Tate Liverpool set for 'visceral' Francis Bacon show
- Published
A forthcoming Francis Bacon exhibition aims to make visitors think differently about the artist's "bleak and depressing" output.
The summer show at Tate Liverpool is billed as the largest Bacon exhibition ever staged in the north of England.
Artistic director Francesco Manacorda said the focus would be on Bacon's use of "ghost-like" frames around many of his subjects.
On show will be around 30 paintings alongside rarely seen drawings.
"This cage thing has never really been explored," Mr Manacorda said at Friday's launch event in London.
"Focusing on this will help people look at the painting differently and understand the complexity.

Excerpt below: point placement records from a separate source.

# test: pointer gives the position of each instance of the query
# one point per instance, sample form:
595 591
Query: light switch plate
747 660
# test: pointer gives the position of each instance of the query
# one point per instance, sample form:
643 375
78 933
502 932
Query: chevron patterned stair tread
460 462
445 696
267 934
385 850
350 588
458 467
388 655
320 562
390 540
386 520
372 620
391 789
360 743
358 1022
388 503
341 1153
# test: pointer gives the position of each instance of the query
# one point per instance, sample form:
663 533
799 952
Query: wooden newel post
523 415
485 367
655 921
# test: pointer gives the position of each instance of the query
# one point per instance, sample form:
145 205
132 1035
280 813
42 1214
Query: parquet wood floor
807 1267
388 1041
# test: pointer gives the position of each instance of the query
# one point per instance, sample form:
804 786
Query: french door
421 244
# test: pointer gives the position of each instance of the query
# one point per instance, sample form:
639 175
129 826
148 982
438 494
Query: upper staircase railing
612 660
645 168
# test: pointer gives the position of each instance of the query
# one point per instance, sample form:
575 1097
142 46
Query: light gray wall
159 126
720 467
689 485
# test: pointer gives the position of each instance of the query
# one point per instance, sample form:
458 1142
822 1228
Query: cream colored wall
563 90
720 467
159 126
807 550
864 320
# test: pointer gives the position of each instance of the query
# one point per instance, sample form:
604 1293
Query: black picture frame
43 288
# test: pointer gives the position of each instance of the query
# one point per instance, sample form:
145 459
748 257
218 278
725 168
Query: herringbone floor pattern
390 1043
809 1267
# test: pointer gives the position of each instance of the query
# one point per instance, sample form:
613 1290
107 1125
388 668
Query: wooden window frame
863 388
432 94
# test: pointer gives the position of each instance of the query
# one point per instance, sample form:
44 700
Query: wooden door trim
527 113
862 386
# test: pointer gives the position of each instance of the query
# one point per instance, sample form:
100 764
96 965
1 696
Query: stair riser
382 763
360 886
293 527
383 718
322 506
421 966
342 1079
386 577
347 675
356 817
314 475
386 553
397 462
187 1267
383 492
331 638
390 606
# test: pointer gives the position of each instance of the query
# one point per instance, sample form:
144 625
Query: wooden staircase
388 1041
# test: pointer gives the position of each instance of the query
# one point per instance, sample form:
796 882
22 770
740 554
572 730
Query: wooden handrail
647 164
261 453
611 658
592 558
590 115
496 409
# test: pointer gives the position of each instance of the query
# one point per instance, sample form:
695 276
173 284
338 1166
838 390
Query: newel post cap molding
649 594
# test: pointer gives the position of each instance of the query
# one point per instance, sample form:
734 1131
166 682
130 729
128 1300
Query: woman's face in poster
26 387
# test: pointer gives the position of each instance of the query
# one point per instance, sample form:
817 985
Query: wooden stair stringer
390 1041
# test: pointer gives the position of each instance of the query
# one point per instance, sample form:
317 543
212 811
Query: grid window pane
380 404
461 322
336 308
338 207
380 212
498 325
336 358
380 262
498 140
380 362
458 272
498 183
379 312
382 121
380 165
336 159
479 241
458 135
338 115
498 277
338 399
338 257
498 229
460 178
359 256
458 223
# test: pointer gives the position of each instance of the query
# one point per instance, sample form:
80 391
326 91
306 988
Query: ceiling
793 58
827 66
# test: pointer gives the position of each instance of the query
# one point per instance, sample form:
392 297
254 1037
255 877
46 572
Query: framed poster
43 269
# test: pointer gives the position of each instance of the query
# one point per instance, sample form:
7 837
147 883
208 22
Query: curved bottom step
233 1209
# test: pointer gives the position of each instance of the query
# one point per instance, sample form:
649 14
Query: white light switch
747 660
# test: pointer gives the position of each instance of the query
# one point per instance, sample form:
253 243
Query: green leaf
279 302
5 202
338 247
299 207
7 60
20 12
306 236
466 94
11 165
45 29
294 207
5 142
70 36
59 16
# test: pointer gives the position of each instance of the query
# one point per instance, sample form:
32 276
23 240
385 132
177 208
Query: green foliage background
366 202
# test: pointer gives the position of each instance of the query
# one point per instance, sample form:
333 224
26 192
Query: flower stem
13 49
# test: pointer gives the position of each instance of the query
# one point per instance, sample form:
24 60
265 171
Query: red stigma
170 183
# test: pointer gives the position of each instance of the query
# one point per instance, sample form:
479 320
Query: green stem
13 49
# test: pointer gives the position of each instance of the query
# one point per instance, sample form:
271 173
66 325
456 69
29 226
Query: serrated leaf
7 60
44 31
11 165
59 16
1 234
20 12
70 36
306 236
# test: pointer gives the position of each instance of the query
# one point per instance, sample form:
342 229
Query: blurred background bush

It's a good point of entry."
Irish-born Bacon, who died aged 81 in 1992, is famous for his distorted images of people and is widely considered one of the most famous 20th Century British painters.
The exhibition - titled Francis Bacon: Invisible Rooms - will include the works Three Studies for Figures at the Base of a Crucifixion (1944) and Study for a Portrait (1952).
Mr Manacorda said the show would be organised to provide visitors with "a visceral experience".
He said: "They will be able to understand what is normally perceived as extremely bleak and depressing is actually much more complex."
One of his his ideas is to display an artwork in a special room that will give the viewer a sense of being framed inside one of Bacon's paintings.
"We will try to organise the architecture to mirror what he was trying to do," Mr Manacorda said.
"We will build a room with four walls with passages in between so you will feel some sort of containment - and you will see an image of containment in front of you."
The Bacon exhibition will be accompanied by the first retrospective in the UK of the late Austrian artist Maria Lassnig.
Francis Bacon: Invisible Rooms is at Tate Liverpool from 18 May to 18 September.